Despite the title, ''Satan & Adam'' is not another horror film dealing with satanic possession and whatnot. Instead, this documentary by V. Scott Balcerek is a documentary chronicling the surprising rise and abrupt fall of a wholly unexpected musical collaboration that eventually developed into an equally surprising friendship as well. In the mid-1980s, young Ivy League-graduate and aspiring musician Adam Gussow, reeling from the end of a romance, found himself in Harlem (not the ideal place for someone of his pedigree to turn up at that point in time) and found himself watch a one-man band bluesman billing himself as Satan (real name Sterling Magee) playing on the street for change. Entranced, Gussow asked if he could join in and the two soon became a regular fixture in the neighborhood and would gain national prominence when a brief snippet of a performance was featured in U2's ''Rattle & Hum'' album and film. From there, the two launched a career that saw them spend the next few years recording albums and playing high profile gigs at festivals and touring with Bo Diddley until, as quickly as they came together, the two split apart.
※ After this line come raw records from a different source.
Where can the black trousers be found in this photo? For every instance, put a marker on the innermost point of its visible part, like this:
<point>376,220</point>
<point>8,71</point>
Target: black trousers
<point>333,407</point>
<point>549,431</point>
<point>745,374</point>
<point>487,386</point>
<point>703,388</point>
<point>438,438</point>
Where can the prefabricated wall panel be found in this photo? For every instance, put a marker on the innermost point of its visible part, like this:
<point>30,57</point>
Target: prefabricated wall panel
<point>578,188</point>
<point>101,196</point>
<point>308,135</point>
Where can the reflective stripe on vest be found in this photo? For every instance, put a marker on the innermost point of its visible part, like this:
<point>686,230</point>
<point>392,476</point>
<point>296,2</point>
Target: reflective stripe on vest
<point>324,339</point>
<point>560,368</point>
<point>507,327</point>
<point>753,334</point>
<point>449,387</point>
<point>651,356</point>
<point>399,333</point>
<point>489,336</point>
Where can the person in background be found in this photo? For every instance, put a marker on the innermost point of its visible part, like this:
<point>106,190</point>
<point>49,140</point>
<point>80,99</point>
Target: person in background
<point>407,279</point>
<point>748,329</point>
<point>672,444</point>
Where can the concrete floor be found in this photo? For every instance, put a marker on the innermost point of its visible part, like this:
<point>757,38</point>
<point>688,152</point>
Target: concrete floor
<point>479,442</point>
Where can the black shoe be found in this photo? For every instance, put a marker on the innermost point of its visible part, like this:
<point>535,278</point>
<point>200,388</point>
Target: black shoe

Utilizing archival footage of the duo shot during their ascendancy along with newer footage and interviews designed to bring viewers up to speed, the film then charts what happened to cause the two to split apart in the first place and the ways that their time together who go on to influence their lives in wholly unexpected ways. In telling the story of an attempt to track down a mysterious cult musical act who seemingly vanished into thin air, Balcerek is clearly aiming to make the next ''Searching for Sugar Man'' but the story, at least as it is told here, never quite hits those heights--it seems at times as if major parts of the story are missing and at an awkward 80 minutes, it often feels like an overlong version of one of the feel-good profiles you might see on a Sunday morning magazine show. At the same time, while the story at first glance does sound like another bit of emotional exploitation in which an aging African-American man teaches a callow young white person the ways of the world, it happily does not unfold along those lines and the story that it does tell proves to be surprisingly touching and engrossing for the most part even as you keep wishing that it filled in more of the details about the life and work of Satan & Adam. Oh yeah, the music is pretty good as well.